After following the dataflow tutorial, I used the pub/sub topic to big query template to parse a JSON record into a table. The Job has been streaming for 21 days. During that time I have ingested about 5000 JSON records, containing 4 fields (around 250 bytes).
After the bill came this month I started to look into resource usage. I have used 2,017.52 vCPU hr, memory 7,565.825 GB hr, Total HDD 620,407.918 GB hr.
This seems absurdly high for the tiny amount of data I have been ingesting. Is there a minimum amount of data I should have before using dataflow?

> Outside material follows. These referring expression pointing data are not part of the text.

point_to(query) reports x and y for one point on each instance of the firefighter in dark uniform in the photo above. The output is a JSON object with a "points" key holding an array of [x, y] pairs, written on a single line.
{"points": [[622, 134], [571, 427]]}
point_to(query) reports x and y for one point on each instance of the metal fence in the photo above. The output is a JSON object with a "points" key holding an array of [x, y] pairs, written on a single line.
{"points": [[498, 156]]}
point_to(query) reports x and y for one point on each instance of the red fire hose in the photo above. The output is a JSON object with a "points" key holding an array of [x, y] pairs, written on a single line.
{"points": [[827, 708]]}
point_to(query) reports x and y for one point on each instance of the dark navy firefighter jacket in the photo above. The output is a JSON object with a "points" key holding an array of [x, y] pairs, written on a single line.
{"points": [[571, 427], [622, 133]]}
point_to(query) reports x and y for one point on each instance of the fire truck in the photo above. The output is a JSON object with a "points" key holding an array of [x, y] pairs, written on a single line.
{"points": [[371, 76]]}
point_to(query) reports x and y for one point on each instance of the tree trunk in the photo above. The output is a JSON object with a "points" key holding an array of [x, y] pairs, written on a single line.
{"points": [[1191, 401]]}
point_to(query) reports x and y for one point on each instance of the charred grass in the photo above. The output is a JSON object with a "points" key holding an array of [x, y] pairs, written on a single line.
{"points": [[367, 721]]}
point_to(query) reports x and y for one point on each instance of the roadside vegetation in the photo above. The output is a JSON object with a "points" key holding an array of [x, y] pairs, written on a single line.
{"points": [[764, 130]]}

It seems over powered for small cases. Is there another preferred method for ingesting data from a pub sub topic? Is there a different configuration when setting up a Dataflow Job that uses less resources?
It seems that the numbers you mentioned, correspond to not customizing the job resources. By default streaming jobs use a n1-standar-4 machine:
3 Streaming worker defaults: 4 vCPU, 15 GB memory, 400 GB Persistent Disk.
4 vCPU x 24 hrs x 21 days = 2,016
15 GB x 24 hrs x 21 days = 7,560
If you really need streaming in Dataflow, you will need to pay for resources allocated even if there is nothing to process.
Options:
Optimizing Dataflow
Your own way
Cloud functions (my recommendation)
"Cloud Functions provides a perpetual free tier for compute-time resources, which includes an allocation of both GB-seconds and GHz-seconds. In addition to the 2 million invocations, the free tier provides 400,000 GB-seconds, 200,000 GHz-seconds of compute time and 5GB of Internet egress traffic per month."[1]